Friday, February 11, 2011

Global Weirding? They Can't Back That Up

At first we were told that anthropogenic global warming was a result of man's CO2 emissions and that we'd see less and less snow and ice. Ice would melt and raise the sea levels, flooding cities. Then, when it was obvious that empirical data showed we were actually cooling more than warming, they said that dynamic weather variability was the result of manmade 'climate change.' Another group said that global warming was merely being 'masked' by the La Nina effect; that was why we were experiencing cooler summers and winters. Dynamic weather referred to anything deemed 'unusual,' such that a blizzard or freezing temperatures would give the same support to the renamed 'climate change' as a would a heat wave or tornado outbreak. I call these sudden grasps at explaining non-correlating empirical data CLIMATE REVISIONISM.

Somewhere in the midst of the mounting empirical evidence to the contrary, climate scandal upon climate scandal erupted. Interested powers tried to put the genie back in the bottle, but it was too late.

As the public continued to reject the idea of manmade global warming or climate change, Thulsa Doom Obama decided to go with the new moniker of 'global climate disruption.' And most recently, the term 'global weirding' came into vogue. No matter what alias they use, it still all comes down to an indictment of capitalism as the driving force behind a climate gone mad. Americans aren't buying it, and neither are Europeans. The rat radar is up and detecting something foul.
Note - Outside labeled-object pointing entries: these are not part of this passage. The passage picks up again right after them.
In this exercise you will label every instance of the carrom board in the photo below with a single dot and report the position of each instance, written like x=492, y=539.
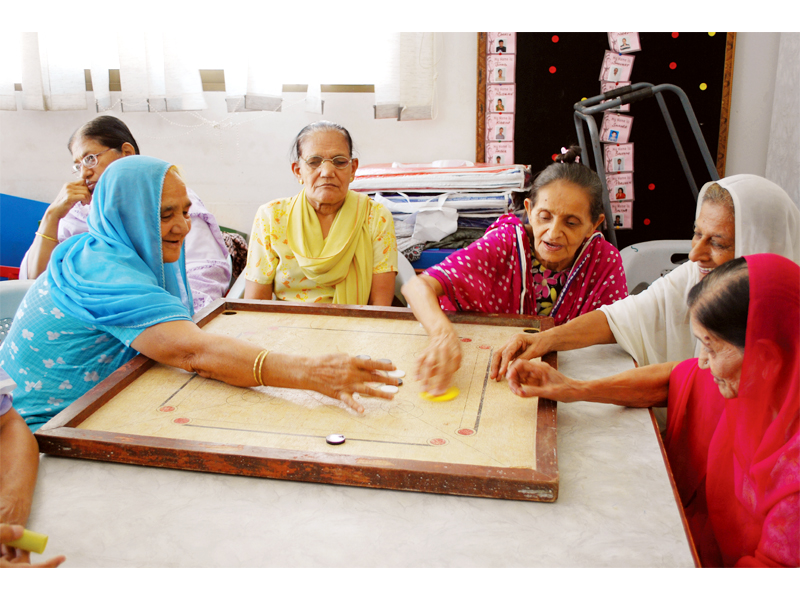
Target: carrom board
x=486, y=442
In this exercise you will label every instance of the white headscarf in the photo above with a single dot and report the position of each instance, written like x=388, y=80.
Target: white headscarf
x=653, y=326
x=766, y=218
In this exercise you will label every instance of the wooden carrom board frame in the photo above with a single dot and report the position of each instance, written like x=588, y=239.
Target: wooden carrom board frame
x=62, y=437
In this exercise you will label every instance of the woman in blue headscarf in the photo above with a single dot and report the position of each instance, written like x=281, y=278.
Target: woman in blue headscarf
x=121, y=289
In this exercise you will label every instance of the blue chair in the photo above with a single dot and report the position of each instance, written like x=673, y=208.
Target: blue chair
x=11, y=294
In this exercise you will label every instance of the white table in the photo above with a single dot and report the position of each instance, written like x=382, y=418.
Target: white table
x=615, y=507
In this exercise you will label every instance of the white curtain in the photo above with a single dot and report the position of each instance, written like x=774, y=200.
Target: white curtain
x=783, y=151
x=160, y=72
x=404, y=87
x=157, y=73
x=52, y=73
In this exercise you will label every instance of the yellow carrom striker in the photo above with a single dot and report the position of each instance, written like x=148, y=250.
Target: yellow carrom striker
x=446, y=397
x=30, y=541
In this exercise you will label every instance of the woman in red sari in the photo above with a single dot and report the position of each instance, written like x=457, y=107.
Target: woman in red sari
x=732, y=433
x=558, y=264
Last week a severe storm froze Dallas under a sheet of ice, just in time to disrupt the plans of the tens of thousands of (American) football fans descending on the city for the Super Bowl. On the other side of the globe, Cyclone Yasi slammed northeastern Australia, destroying homes and crops and displacing hundreds of thousands of people.

Some climate alarmists would have us believe that these storms are yet another baleful consequence of man-made CO2 emissions. In addition to the latest weather events, they also point to recent cyclones in Burma, last winter's fatal chills in Nepal and Bangladesh, December's blizzards in Britain, and every other drought, typhoon and unseasonable heat wave around the world.

But is it true? To answer that question, you need to understand whether recent weather trends are extreme by historical standards. The Twentieth Century Reanalysis Project is the latest attempt to find out, using super-computers to generate a dataset of global atmospheric circulation from 1871 to the present.

As it happens, the project's initial findings, published last month, show no evidence of an intensifying weather trend. "In the climate models, the extremes get more extreme as we move into a doubled CO2 world in 100 years," atmospheric scientist Gilbert Compo, one of the researchers on the project, tells me from his office at the University of Colorado, Boulder. "So we were surprised that none of the three major indices of climate variability that we used show a trend of increased circulation going back to 1871."